Daniel Manning (1885 - 1887)

President Grover Cleveland appointed Daniel Manning (1831 - 1887) Secretary of the Treasury in 1885. The pressing issue of the period was government currency, specifically, how much currency should be in circulation and whether it should be backed by gold or silver. Conservative Eastern financiers urged a currency backed by gold, while Western speculators, in need of a large, more plentiful money supply to build railroads and businesses on the frontier, wanted a currency backed by readily available silver.

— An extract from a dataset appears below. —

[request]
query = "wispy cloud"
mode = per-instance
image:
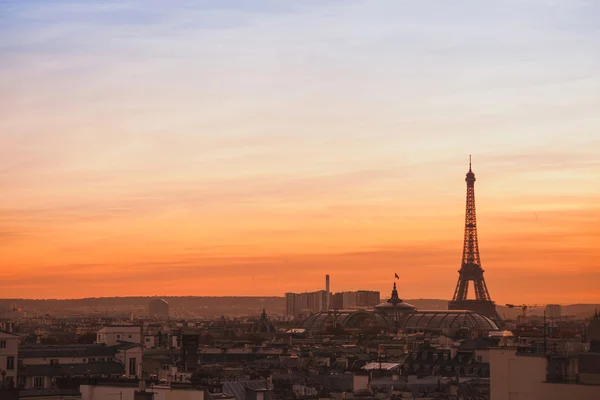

Portrait of  Daniel Manning.

Sec. Daniel Manning
Robert C. Hinckley
Oil on canvas
1887 circa
69 1/4 x 57 1/4 x 4 1/2"
P.1885.1

Manning advocated a compromise currency based on both gold and silver which would be redeemable in gold. He stated that "every dollar note shall be the representative certificate of a coin dollar actually in the Treasury and payable on demand; a currency in which our monetary unit coined in gold ... and its equivalent coined in silver-shall not be suffered to part company." In the international arena, Manning began work on what eventually became the McKinley Tariff of 1890, which significantly lowered Customs duties. He resigned from the Cabinet in 1887 due to ill health.

About the Artist

Robert C. Hinckley (1853 - 1941) was born in Northampton, Massachusetts in 1853 and studied art in Paris with Carolus-Duran at the same time John Singer Sargent was working in Paris. He also studied at the Ecole des Beaux-Arts, spending a total of seventeen years in France before returning to the United States. Hinckley settled in Washington, D.C., painting commissioned portraits for the Federal Government and teaching for a while at the Corcoran School of Art. His portrait of Daniel Manning was most likely painted from life during the 1880's.